Kulüpler bazında ise dernek olarak İçişleri Bakanlığı'na, bir şirket olarak Ticaret Bakanlığına ve Sermaye Piyasası kuruluna, spor kulübü olarak da Spor Bakanlığı'na olacak şekilde kıskaç altına alıyor. Türk Ceza Kanununa eklenmesi gereken kulüp yönetimlerine hapis cezası dahi yer almış teklifte. İçişleri Bakanlığı ve ildeki yerel amire ( vali?) spor kulüplerinin herhangi bir yöneticisine bir suç isnadı ile sadece kovuşturmaya alınmasında dahi, o yönetici ve tüm yönetimi görevden almaya, bundan hareketle spor kulübünü de yarışmalardan men etmeye ve dahi tescilini iptal etmeye yetkilendirilmiş bulunuyor. Siyasi amaçla kurulmuş STK’lara bile yapılamayacak şekilde, henüz yargı kararı dahi olmadan sadece kovuşturma ile bunları yapabiliyor. Spor kulübüne potansiyel suçlu örgüt gözüyle bakıyor. Spor federasyonlarından ve kulüpler birliğinden ayrı ne amaçla kurulduğu anlaşılamayan, spor bürokrasisinde de şüphe ile bakılan bir üst kuruluş tanımı var (12.madde.) Paralel federasyonlar ve konfederasyonlar tanımlanıyor. Mevcut kulüpler birliğinin mevcut federasyonların yanında bunun ne iş yapacağı belli değil. Tüzel kişiliği var. Bu üst kuruluşa dahilolan kulüpler kendi arasında her türlü imkanı ortak etme, yardımlaşmaya imkanı sağlanıyor. "Kaynak ve güçlerini birleştirmek, yardımlaşmak, tesislerini ortaklaşa kullanmaktan" bahsediyor. Bu üst kuruluşa dahil olan ve de olmayan spor kulüplerinin aynı lig içerisindeki yarışmaları açısından, kuruluş içindekiler dışındakilere göre serbest adil yarışmaya karşı avantaj sağlanıyor. Bu da şike ve teşvik için yasal bir alt yapı oluşturuyor.

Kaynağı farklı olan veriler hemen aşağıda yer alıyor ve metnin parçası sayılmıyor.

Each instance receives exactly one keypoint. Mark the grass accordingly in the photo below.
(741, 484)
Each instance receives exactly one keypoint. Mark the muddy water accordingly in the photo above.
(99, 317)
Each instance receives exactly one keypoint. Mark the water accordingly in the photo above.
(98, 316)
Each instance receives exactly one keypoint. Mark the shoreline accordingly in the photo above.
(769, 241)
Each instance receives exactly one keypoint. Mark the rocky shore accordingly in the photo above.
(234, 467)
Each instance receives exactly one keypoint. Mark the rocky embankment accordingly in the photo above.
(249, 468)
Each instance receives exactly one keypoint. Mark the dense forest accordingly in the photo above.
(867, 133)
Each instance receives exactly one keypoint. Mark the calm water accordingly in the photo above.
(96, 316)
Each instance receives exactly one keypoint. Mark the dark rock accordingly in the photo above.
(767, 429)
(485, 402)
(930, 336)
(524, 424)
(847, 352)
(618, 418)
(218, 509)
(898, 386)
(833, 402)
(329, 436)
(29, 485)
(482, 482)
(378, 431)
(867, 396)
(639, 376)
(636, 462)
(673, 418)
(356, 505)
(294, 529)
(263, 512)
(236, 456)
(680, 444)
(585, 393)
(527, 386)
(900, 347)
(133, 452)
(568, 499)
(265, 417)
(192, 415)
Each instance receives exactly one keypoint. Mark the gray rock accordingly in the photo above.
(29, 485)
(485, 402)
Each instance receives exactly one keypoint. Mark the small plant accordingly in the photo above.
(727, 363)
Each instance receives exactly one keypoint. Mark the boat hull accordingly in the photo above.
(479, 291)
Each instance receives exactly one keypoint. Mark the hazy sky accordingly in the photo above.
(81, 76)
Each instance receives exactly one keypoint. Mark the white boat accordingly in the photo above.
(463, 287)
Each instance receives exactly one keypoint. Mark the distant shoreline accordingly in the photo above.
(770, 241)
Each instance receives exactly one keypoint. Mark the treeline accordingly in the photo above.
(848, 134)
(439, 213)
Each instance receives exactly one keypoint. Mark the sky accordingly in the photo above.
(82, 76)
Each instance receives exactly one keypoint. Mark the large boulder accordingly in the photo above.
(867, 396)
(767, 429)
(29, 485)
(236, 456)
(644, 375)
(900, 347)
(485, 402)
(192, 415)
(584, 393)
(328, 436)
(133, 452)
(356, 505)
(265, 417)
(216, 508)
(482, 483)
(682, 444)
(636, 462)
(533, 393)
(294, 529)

Bunun yanında federasyon malları devlet malı hükmünden çıkartılarak, istenmeyen adam ilan edilen federasyon başkanlarına haciz baskısı ile istifaya zorlamanın yolu açılıyor. Tek bir siyasi görüşe bağlı hale getiriliyor.
Spor dalı belirlenmesi de spor bakanına bırakıldığından, bayan spor dallarına da müdahale yolu açılıyor. Yani federasyonun hangi spor dalına bakacağına kadar müdahale yolu açılmış oluyor.
Genel kurula ait olan ibra etme yetkisi budanıyor ve ibra edilmiş olsa bile federasyon yönetimine karşı hukuki yol açılıyor.
Sadece Bakanlıkça gönderilen bütçe için mali denetim yolu, bütün işlemlere açık hale getirilip federasyonları müfettiş baskısı ile sindirme yolu açılıyor. Uydurma raporlarla federasyon başkanlarına hak mahrumiyeti cezası verilerek başkanlığı sona erdiriliyor.
Spor ceza yargısında tarafsız olmayan ve bakan ataması ile gelen Tahkim Kurulu aynen bırakılıyor. Tahkim Kurulu olunabilmesi için tarafların hakemlerinin de yargılamada bulunması gerekir. Bu yapıda bu yol kapalı olduğu gibi, spor hukuku bilgi ve deneyimi olmayan kişilerden oluşturularak, adamına göre karar verme yoluna devam ediliyor. Uluslararası Spor Tahkim Mahkemesi yapısı ile hiç ilgisi bile olmayan hazır kıta bir ceza kurulu yapısı aynen devamı isteniyor."